A recent study reveals that 15 percent female freshmen are raped their first year at college or university. Freshman women are raped, according to the study, while they are incapacitated by drug or alcohol use. Story is here.
Incredibly, many colleges and universities don’t require – and even discourage – that local police departments investigate rapes, preferring that reports are merely filed with campus police. To understand why, you need too know that the federal government spends tens of millions of your hard-earned tax dollars on programs telling students how to reduce sexual assaults but never mentions even once that excessive drinking is the leading factor in campus rapes?

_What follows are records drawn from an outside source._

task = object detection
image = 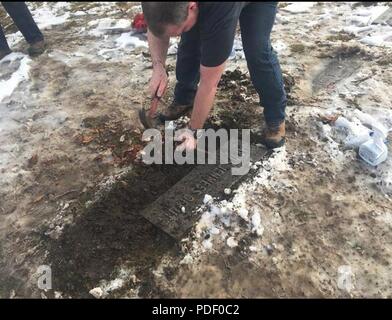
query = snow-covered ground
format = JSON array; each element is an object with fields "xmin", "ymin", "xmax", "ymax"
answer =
[{"xmin": 0, "ymin": 2, "xmax": 392, "ymax": 298}]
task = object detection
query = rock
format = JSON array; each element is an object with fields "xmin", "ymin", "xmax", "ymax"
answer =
[{"xmin": 252, "ymin": 212, "xmax": 264, "ymax": 237}]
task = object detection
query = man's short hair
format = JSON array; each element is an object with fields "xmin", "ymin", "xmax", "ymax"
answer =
[{"xmin": 142, "ymin": 2, "xmax": 189, "ymax": 37}]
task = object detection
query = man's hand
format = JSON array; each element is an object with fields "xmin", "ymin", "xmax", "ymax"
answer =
[
  {"xmin": 149, "ymin": 64, "xmax": 169, "ymax": 98},
  {"xmin": 174, "ymin": 129, "xmax": 197, "ymax": 152}
]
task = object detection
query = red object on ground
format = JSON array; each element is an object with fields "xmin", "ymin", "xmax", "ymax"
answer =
[{"xmin": 132, "ymin": 13, "xmax": 147, "ymax": 33}]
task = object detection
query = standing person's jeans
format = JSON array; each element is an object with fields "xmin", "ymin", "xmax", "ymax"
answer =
[
  {"xmin": 174, "ymin": 2, "xmax": 287, "ymax": 127},
  {"xmin": 0, "ymin": 2, "xmax": 44, "ymax": 51}
]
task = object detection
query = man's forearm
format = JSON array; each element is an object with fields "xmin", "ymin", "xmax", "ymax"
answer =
[
  {"xmin": 189, "ymin": 82, "xmax": 217, "ymax": 129},
  {"xmin": 147, "ymin": 31, "xmax": 170, "ymax": 67}
]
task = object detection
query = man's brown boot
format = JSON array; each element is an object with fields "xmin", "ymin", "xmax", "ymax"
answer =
[
  {"xmin": 28, "ymin": 40, "xmax": 46, "ymax": 57},
  {"xmin": 0, "ymin": 50, "xmax": 12, "ymax": 60},
  {"xmin": 158, "ymin": 101, "xmax": 193, "ymax": 122},
  {"xmin": 262, "ymin": 121, "xmax": 286, "ymax": 149}
]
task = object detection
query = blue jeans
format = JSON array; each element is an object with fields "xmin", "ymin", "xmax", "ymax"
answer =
[
  {"xmin": 174, "ymin": 2, "xmax": 287, "ymax": 126},
  {"xmin": 0, "ymin": 2, "xmax": 44, "ymax": 51}
]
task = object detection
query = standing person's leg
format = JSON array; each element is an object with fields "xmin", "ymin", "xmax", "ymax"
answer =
[
  {"xmin": 2, "ymin": 2, "xmax": 45, "ymax": 55},
  {"xmin": 174, "ymin": 26, "xmax": 201, "ymax": 104},
  {"xmin": 160, "ymin": 26, "xmax": 200, "ymax": 121},
  {"xmin": 0, "ymin": 26, "xmax": 11, "ymax": 60},
  {"xmin": 2, "ymin": 2, "xmax": 44, "ymax": 44},
  {"xmin": 240, "ymin": 2, "xmax": 287, "ymax": 143}
]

How is this possible in a culture that supposedly upholds the rights of women? The answer clearly is “political correctness.”
John Banzahf is a professor of public interest law at George Washington University Law School. Not a conservative, he’s been called a “radical feminist” by many of his detractors. He explains the disconnect between intoxication and rape on campus at the highest levels of the federal government as well as in the leadership of America’s colleges and universities:
“[T]he guide for obtaining government funds to reduce sexual violence on campus says that campus projects aimed at reducing rapes which focus primarily on alcohol abuse are considered ‘out of scope.’”
He adds that the Office of Violence Against Women “even goes so far as to censor those who want to speak out about the connection.”
According to the Chronicle of Higher Education, the reason is that warning women about drinking to excess increases the danger that young women might blame themselves for the attack.
“While the statistic show that alcohol and sex can be a dangerous combination – at least half the students involved in alleged sexual assaults were drinking – campus officials are reluctant to put the two in the same sentence,” the journal reports. “The discussion of alcohol and sexual violence is the ‘third rail of discourse.’”
But it's not 50 percent of campus rapes that involve intoxication; the figure is actually an astonishing 92 percent, according to the most recent studies.
“It’s obvious that being drunk affects a woman’s judgment about whether to have sex, as well as about getting into situations in which being assaulted is far more probable,” says Banzhaf. “Furthermore, not being able to testify about what happened can make it difficult, if not impossible, to prosecute such cases.”
“This is a striking example of how women’s lives are being ruined, and millions of dollars of taxpayers’ money is being wasted, all because of political correctness run amok.”